Columna de nuestro director, Cristóbal Aguilera, publicada por El Líbero, el jueves 11 de junio.
De pronto pareciera que aquella máxima ética fundamental según la cual «el fin no justifica los medios» se ha convertido en uno de los impedimentos más importantes para avanzar en la consecución de causas justas. Los ejemplos se han ido acumulando: si la única herramienta para alcanzar un cambio social es la violencia, habrá que recurrir a ella; si las formas constitucionales impiden avanzar en la tramitación de una iniciativa urgente, habrá que obviarlas. Ahora tocó el turno de una jueza que, creyendo ella ser la llamada a superar una supuesta discriminación arbitraria y declarar que un niño tiene dos madres, no dudó en instrumentalizar la justicia, aceptar ser parte de (¿o dirigir?) una colusión procesal y fallar en contra de ley expresa y vigente.
No hay necesidad de argumentar –por ser evidente– que esta práctica es insostenible. Lo que subyace al principio de que el fin no justifica los medios es que hay ciertas acciones que son en sí mismas injustas. Esto significa que nada puede justificarlas, que nada puede corregir su desviación original. Hemos comenzado a recorrer una senda, una espiral, que no tiene límites. Aquel que justifica los medios por los fines termina atrapado en aquellos; los mismos medios comienzan a ser fines. Quienes celebran con euforia estas «victorias» no son conscientes de que alguien puede venir y, con la misma lógica, dar vuelta el asunto, pero con más violencia, con mayor fuerza. La vida social poco a poco se va convirtiendo en un juego en el que el más fuerte acaba por dominar al resto.
«Aquí, al contrario de lo que piensa la pareja de mujeres, la jueza, el abogado informante y todos los que fueron parte de este tinglado, la única injusticia que se ha cometido ha sido contra el niño. En efecto, le han privado deliberadamente de la experiencia de tener un padre y eso es injusto.»
El caso de la jueza, sin embargo, no solo es grave por lo recién dicho, sino que también lo es por el fin que se buscaba.

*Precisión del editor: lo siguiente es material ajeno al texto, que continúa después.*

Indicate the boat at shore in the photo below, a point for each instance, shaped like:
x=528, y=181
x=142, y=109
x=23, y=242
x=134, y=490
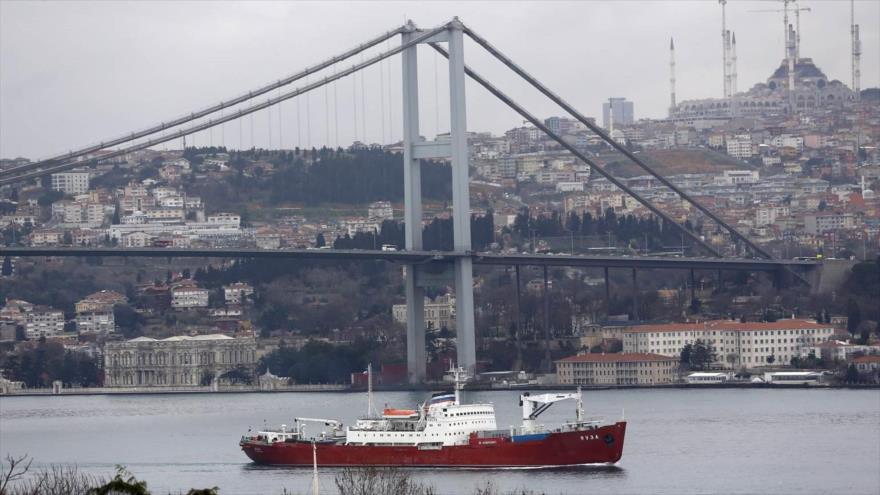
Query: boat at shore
x=443, y=432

Aquí, al contrario de lo que piensa la pareja de mujeres, la jueza, el abogado informante y todos los que fueron parte de este tinglado, la única injusticia que se ha cometido ha sido contra el niño. En efecto, le han privado deliberadamente de la experiencia de tener un padre y eso es injusto. Podrán manipularse los argumentos, tergiversarse el alcance de los tratados internacionales, recurrir a la emotividad, argüir el tan deformado principio del interés superior del niño, citar cuanto texto les dé la gana, pero eso no cambia la injusticia. La realidad es lo suficientemente porfiada como para ser alterada por estas tácticas.

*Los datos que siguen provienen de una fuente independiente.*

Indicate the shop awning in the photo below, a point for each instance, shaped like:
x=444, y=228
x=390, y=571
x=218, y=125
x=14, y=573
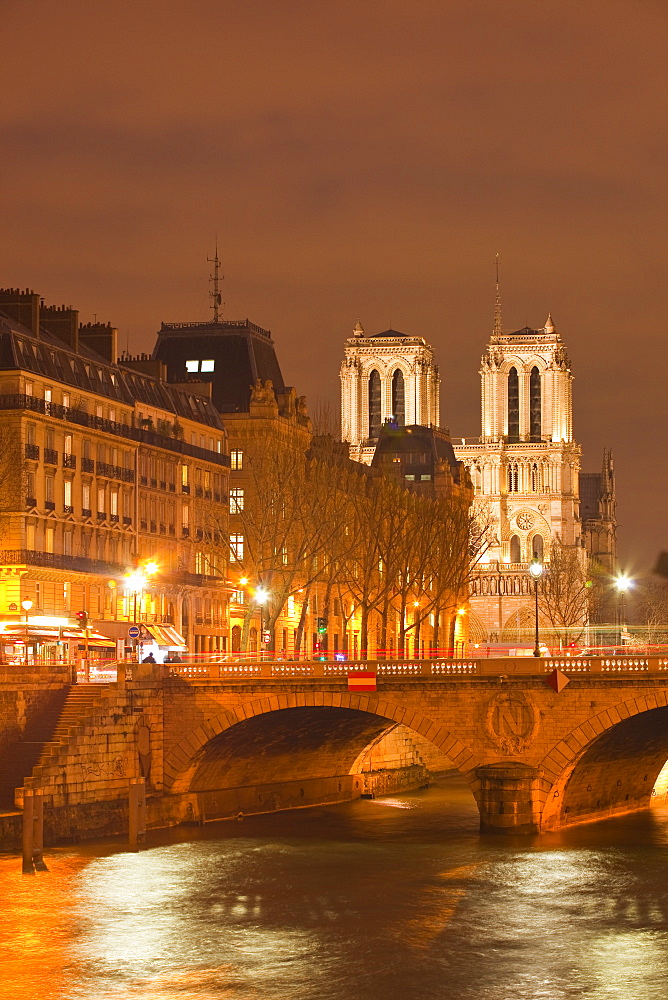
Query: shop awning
x=164, y=635
x=13, y=632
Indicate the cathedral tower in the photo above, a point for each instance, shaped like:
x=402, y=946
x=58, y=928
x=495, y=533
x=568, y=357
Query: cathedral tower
x=385, y=376
x=525, y=468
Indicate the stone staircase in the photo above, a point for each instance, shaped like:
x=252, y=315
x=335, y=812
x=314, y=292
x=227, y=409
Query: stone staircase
x=43, y=735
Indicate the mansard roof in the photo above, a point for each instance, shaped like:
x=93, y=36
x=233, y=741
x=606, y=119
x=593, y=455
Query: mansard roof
x=417, y=445
x=389, y=334
x=47, y=356
x=241, y=351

Y esto último es, al final, lo que está detrás de todo esto. El objetivo de la agenda de género, dentro de la cual se debe comprender este caso, es falsear la realidad. Es persuadir a la sociedad de que aquellos datos sexuales originarios son imposiciones, de que el compromiso conyugal es una discriminación, de que la paternidad es un asunto meramente sentimental. El problema es que esto termina por degradarlo todo; en este caso, la radical y misteriosa relación filial. Así, padre y madre se comprenden como categorías vacías o únicamente emocionales, al punto que basta ser pareja de la madre de un niño para constituirse como madre de éste. Lo que hoy estamos viviendo –todas las aristas que configuran el momento actual– es gravísimo; y es de esperar que, de una vez, tomemos verdadera conciencia de lo que está en juego.